Secondo Assolavoro, i giovani che entrano nel mercato del lavoro tramite una Apl (100mila nel 2017) hanno maggiori probabilità di transitare in un rapporto stabile rispetto a qualsiasi altra forma di occupazione temporanea, compreso il contratto a tempo determinato. La percentuale di quanti, a 12 mesi dall'ingresso nel mondo del lavoro risultano occupati a tempo indeterminato è, infatti, del 18% per chi ha avuto accesso tramite lavoro in somministrazione, 13% per chi ha iniziato con un contratto a tempo determinato, 8,8% per i contratti intermittenti e 8,6% per le collaborazioni.

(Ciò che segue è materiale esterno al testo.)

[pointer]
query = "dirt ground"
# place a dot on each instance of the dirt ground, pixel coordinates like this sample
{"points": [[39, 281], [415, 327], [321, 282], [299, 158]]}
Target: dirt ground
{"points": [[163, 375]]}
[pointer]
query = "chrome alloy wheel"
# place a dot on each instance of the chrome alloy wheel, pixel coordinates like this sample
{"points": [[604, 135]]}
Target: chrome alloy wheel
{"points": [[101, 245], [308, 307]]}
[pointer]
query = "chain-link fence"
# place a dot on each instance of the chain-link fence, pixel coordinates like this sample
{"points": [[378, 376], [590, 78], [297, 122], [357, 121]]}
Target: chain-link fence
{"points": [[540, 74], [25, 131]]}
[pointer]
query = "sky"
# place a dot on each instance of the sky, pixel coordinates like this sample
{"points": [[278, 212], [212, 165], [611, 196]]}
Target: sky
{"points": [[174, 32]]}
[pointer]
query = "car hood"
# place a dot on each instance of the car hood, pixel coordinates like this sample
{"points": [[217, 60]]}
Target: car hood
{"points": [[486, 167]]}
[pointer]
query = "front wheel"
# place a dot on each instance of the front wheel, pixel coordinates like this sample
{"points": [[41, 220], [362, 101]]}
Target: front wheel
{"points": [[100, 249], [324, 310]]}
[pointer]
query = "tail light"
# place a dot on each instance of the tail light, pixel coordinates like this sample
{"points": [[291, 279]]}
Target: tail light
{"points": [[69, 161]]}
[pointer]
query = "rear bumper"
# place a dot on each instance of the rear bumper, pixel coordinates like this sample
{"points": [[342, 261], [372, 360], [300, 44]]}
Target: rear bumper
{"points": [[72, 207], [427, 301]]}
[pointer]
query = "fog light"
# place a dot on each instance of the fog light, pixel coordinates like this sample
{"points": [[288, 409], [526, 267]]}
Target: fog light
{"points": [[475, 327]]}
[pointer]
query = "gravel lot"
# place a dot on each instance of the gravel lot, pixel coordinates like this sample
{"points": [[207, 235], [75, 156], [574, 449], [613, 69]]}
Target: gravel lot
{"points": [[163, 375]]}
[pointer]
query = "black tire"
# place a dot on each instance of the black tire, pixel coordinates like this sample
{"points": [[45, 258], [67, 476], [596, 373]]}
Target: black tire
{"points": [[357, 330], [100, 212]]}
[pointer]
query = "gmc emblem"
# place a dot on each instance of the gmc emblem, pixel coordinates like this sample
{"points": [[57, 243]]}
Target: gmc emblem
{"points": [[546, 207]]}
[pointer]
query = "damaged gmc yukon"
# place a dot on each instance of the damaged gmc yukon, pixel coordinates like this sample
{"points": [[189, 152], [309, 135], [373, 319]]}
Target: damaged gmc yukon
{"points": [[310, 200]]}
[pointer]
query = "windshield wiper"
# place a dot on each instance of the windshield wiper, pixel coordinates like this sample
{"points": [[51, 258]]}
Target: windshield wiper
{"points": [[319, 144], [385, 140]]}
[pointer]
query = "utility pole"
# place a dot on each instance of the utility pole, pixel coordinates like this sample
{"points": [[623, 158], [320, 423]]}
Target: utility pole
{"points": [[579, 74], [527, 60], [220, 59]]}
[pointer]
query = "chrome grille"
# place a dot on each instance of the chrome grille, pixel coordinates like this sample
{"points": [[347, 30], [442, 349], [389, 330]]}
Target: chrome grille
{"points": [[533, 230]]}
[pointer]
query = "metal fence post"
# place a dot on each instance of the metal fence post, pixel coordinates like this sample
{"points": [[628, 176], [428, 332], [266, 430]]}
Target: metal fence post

Le Apl, inoltre, impiegano stabilmente 10mila persone nelle proprie filiali, altre 59mila hanno un contratto di somministrazione a tempo indeterminato e in un anno effettuano ricerca e selezione per ulteriori 50mila persone assunte direttamente e stabilmente dalle aziende committenti.

«L'occupazione in Italia va male, perché va male la crescita e non ci sono politiche attive del lavoro efficaci - sottolinea il presidente del Cnel Tiziano Treu -. Questi navigator, che si muovono in un mare in tempesta, non sono sufficienti, sono precari anche loro. Quindi occorre un investimento, non solo di soldi, in organizzazione e ricerca. Purtroppo non ci siamo. L'operazione reddito di cittadinanza avrebbe bisogno di politiche attive: siamo in ritardo da anni. Ma purtroppo le proposte che si vedono adesso mettono solo soldi e non basta».

Da una recente ricerca Ipsos, inoltre, emerge che complessivamente almeno un terzo di chi lavora a termine con le Apl poi accede a una occupazione stabile. «Dall'analisi dei dati post decreto Dignità emerge che mentre cala la somministrazione di lavoro, aumenta il ricorso a contratti meno tutelanti per il lavoratore - osserva Ramazza -. Se alcuni, con professionalità più spendibili, hanno avuto un accesso più rapido a contratti stabili, molti di più sono quelli che il decreto Dignità ha spinto ai margini del lavoro, con contratti meno tutelanti o addirittura nessun lavoro. Il governo intervenga con correttivi, prima di tutto sulle causali previste per la migliore forma di flessibilità, ovvero la somministrazione. Le causali hanno già
dimostrato di non tutelare nessuno e di avere come unico effetto l'aumento dei contenziosi».

«Le Apl - conclude Bettina Schaller, presidente della Wec-Europe (la Confederazione mondiale delle Apl) - sono decisive per l'inclusione dei giovani nel mercato del lavoro. Sono necessarie riforme strutturali per creare reti di sicurezza sociale e favorire il ricollocamento. Ormai il posto fisso non esiste più. Nella Ue i contratti a tempo indeterminato rappresentano solo il 58% della forza lavoro totale».